As part of E-Trip Africa’s efforts to have a positive effect on the environments that we visit, we will make a donation to the Gorilla Doctors for every gorilla permit that we purchase and for each tour that visits Uganda, Rwanda or DRC.  The work of the Gorilla Doctors is unparalleled, with a measurable direct effect on the Gorilla Populations, the environment and the communities surrounding these environments.

Gorilla Doctors is dedicated to saving mountain and Grauer's gorillas one gorilla patient at a time. Their international veterinarian team provides hands-on medical care to sick and injured gorillas living in the national parks of Rwanda, Uganda, and the Democratic Republic of Congo (DRC). With only 880 mountain gorillas left in the world today, the health and well-being of every individual gorilla is vital to the species’ survival.

In addition to providing mountain gorillas with healthcare, the veterinary team monitors the health of DRC’s Grauer’s, or eastern lowland, gorillas and intervenes to help sick individuals when possible. The Gorilla Doctors also help rescue and treat mountain and Grauer’s gorillas orphaned by poachers.

The Gorilla Doctors healthcare program includes:

•  Monitoring the health of mountain gorilla groups to ensure the early detection of disease and injury.

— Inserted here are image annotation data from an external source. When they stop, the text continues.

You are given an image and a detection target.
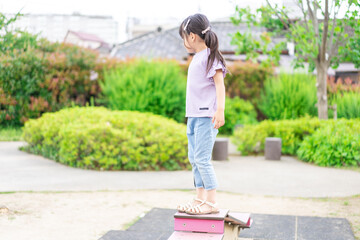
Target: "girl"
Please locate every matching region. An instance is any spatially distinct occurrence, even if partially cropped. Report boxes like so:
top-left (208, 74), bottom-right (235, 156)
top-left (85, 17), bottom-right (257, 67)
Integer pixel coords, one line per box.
top-left (177, 14), bottom-right (227, 214)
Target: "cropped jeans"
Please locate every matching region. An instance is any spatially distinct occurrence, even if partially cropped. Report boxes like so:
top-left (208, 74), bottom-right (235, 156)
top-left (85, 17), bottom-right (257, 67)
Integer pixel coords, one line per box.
top-left (187, 117), bottom-right (219, 190)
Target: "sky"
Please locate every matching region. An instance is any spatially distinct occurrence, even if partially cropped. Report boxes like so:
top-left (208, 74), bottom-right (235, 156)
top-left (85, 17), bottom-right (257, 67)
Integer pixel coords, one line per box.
top-left (0, 0), bottom-right (279, 21)
top-left (0, 0), bottom-right (283, 41)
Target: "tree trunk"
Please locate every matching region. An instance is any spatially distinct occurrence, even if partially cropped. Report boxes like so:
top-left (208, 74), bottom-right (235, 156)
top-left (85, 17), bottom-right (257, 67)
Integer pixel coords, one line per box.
top-left (316, 62), bottom-right (328, 119)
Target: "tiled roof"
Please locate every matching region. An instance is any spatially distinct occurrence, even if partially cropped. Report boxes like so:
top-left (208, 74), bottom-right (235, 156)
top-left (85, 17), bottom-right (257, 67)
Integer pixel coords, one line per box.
top-left (111, 21), bottom-right (278, 60)
top-left (68, 30), bottom-right (105, 43)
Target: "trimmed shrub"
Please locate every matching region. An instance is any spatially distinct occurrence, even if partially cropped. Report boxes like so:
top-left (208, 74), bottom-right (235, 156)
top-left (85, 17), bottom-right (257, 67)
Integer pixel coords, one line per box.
top-left (23, 107), bottom-right (190, 170)
top-left (259, 73), bottom-right (317, 120)
top-left (101, 59), bottom-right (186, 122)
top-left (219, 97), bottom-right (257, 135)
top-left (0, 39), bottom-right (111, 126)
top-left (297, 119), bottom-right (360, 166)
top-left (331, 92), bottom-right (360, 119)
top-left (225, 61), bottom-right (273, 103)
top-left (232, 116), bottom-right (321, 155)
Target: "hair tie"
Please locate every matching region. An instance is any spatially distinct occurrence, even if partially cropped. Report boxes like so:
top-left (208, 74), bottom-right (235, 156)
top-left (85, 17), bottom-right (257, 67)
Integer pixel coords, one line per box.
top-left (201, 26), bottom-right (210, 34)
top-left (184, 18), bottom-right (190, 31)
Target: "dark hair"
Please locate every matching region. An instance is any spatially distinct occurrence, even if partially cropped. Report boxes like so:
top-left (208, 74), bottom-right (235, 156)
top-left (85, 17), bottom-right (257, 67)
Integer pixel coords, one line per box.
top-left (179, 13), bottom-right (226, 72)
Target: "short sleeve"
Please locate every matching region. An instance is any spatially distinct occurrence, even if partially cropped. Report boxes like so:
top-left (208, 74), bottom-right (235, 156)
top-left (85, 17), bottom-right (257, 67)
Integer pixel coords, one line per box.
top-left (206, 60), bottom-right (228, 81)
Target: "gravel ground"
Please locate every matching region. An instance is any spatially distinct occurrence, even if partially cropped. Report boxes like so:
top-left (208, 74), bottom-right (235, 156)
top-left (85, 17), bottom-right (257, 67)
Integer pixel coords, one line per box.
top-left (0, 190), bottom-right (360, 240)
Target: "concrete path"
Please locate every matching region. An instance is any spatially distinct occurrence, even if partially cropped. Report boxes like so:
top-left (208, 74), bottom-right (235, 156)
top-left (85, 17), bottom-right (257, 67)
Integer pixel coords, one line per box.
top-left (0, 142), bottom-right (360, 197)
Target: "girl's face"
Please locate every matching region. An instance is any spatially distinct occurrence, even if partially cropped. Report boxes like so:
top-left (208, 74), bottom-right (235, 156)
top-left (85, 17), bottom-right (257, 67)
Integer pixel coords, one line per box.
top-left (183, 33), bottom-right (195, 53)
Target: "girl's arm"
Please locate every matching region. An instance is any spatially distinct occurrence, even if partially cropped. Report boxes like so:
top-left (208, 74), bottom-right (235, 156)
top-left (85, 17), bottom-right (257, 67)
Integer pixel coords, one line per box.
top-left (212, 69), bottom-right (225, 129)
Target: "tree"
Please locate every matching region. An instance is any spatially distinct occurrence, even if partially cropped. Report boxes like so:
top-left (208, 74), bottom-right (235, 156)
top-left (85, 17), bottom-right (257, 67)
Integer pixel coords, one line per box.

•  Staging medical interventions to dart sick animals with antibiotics or anesthetize and treat gorillas suffering from human-induced or life-threatening trauma.

•  Rescuing and providing veterinary care to gorillas orphaned by poachers.

•  Documenting and studying health trends to better predict disease outbreaks.

•  Conducting post mortem examinations on dead gorillas to learn all that we can about the health problems that contributed to their deaths.

•  Preserving tissue and fluid samples to be used by researchers investigating primate health issues.

•  Providing preventive healthcare to the dedicated park personnel who protect the gorillas, and to the people and their animals that live near gorilla habitat, in order to reduce the risk of inter-species disease transmission.